Tunnel Service is built on Tablestore APIs to provide tunnels that are used to export and consume data in full, incremental, and differential modes. After you create tunnels, you can consume historical and incremental data exported from the specified table.

A tunnel client is an automatic data consumption framework of Tunnel Service. The tunnel client performs the following operations by regularly detecting heartbeats:
  • Detect active channels.
  • Update the statuses of channels and channel connections.
  • Initialize, run, and terminate data processing tasks.

You can use TunnelWorkerConfig to configure the tunnel client as follows:

  • Configure the interval to detect heartbeats and the timeout period to receive heartbeats.
  • Record the interval between the checkpoints when data was consumed.
  • Customize the client tag.
  • Customize the callback to process data.
  • Configure the thread pool to read and process data.
  • Configure the memory control. This configuration applies to Tablestore SDK V5.4.0 and later.
  • Configure the maximum backoff time. This configuration applies to Tablestore SDK V5.4.0 and later.

Configurations

  • Heartbeat
    • HeartbeatTimeoutInSec: the timeout period to receive heartbeats. Default value: 300s. When a heartbeat timeout occurs, the tunnel server considers that the current tunnel client is not available. The tunnel client must try to connect to the tunnel server again.
    • HeartbeatIntervalInSec: the interval to detect heartbeats. Default value: 30s. You can detect heartbeats to detect active channels, update the status of channels, and automatically initialize data processing tasks. Minimum value: 5s.
  • Interval between checkpoints

    checkpointIntervalInMillis: the interval between checkpoints when data was consumed. The interval is recorded on the tunnel server. Unit: ms. Default value: 5000.

    Note
    • Data to read is stored in different servers. Various errors may occur when you run processes. For example, the server may restart due to environmental factors. The tunnel server regularly records checkpoints after data is processed. A task processes data from the last checkpoint after the task is restarted. In exceptional conditions, Tunnel Service may sequentially synchronize data once or multiple times. If some data is reprocessed, check the business processing logic.
    • To prevent data being reprocessed in the case of errors, record more checkpoints. However, too many checkpoints may compromise the system throughput. We recommend that you record the checkpoints as needed.
  • The client tag

    clientTag: the custom client tag that is used to generate a tunnel client ID. You can customize this parameter to uniquely identify TunnelWorkers.

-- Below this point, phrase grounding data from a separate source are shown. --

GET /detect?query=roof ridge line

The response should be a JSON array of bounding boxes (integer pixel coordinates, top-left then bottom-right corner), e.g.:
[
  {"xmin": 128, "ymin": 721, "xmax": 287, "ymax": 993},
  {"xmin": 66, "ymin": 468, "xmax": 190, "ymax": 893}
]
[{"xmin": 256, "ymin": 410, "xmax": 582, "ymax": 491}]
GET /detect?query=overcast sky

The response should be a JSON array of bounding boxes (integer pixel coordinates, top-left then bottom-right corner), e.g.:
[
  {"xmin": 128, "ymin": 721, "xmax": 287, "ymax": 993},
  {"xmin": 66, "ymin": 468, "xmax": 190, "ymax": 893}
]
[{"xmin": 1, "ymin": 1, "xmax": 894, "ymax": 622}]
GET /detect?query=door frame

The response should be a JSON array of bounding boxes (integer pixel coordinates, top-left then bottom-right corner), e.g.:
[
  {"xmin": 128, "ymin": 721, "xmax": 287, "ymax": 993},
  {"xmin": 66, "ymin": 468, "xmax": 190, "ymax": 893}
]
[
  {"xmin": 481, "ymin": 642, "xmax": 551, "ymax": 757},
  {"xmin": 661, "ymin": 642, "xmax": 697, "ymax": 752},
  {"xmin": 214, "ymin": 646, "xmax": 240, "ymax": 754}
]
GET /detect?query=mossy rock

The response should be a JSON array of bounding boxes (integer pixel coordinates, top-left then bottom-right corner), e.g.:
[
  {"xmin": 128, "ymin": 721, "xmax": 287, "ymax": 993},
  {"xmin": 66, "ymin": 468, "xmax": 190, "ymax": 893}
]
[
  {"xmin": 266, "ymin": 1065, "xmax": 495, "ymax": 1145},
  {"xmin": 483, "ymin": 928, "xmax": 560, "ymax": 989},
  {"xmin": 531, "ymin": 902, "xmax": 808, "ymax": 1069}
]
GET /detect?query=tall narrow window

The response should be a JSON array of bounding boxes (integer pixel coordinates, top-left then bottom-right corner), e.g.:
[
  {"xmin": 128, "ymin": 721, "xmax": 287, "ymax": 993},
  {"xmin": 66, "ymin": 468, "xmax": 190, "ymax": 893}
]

  • The custom callback to process data

    channelProcessor: the callback that you register to process data, including the process and shutdown methods.

  • The configuration of the thread pool to read and process data
    • readRecordsExecutor: the thread pool to read data. Use the default configuration if there are no special requirements.
    • processRecordsExecutor: the thread pool to process data. Use the default configuration if there are no special requirements.
    Note
    • When you customize the thread pool, we recommend that the number of threads in the pool and the number of the channels in the tunnel be the same. This way, each channel can be quickly allocated with compute resources such as CPU.
    • The following operations are performed for default configurations to ensure throughput:
      • Allocate 32 core threads in advance to guarantee real-time throughput when there is a small amount of data or a small number of channels.
      • Reduce the queue length when there is a large amount of data to process or when there is a large number of channels. This way, the policy is triggered to create a thread in the pool and quickly allocate more compute resources.
      • Set the thread keep-alive time to 60s. When the data to process is reduced, thread resources can be recycled.
  • Memory control

    maxChannelParallel: the concurrency level of channels to read and process data for memory control. The default value is -1, indicating that the concurrency level is not limited.

    Note This configuration applies to Tablestore SDK V5.4.0 and later.
  • Maximum backoff time

    maxRetryIntervalInMillis: the reference value to calculate the maximum backoff time for the tunnel. Minimum value: 200 ms. Default value: 2000 ms. The maximum backoff time is random around the reference value. Valid values of the maximum backoff time: 0.75 × maxRetryIntervalInMillis to 1.25 × maxRetryIntervalInMillis.

    Note
    • This configuration applies to Tablestore SDK V5.4.0 and later.
    • When there is a small amount of data (smaller than 900 KB or 500 pieces for each export) to process, the tunnel client uses exponential backoff for the tunnel until the maximum backoff time is exceeded.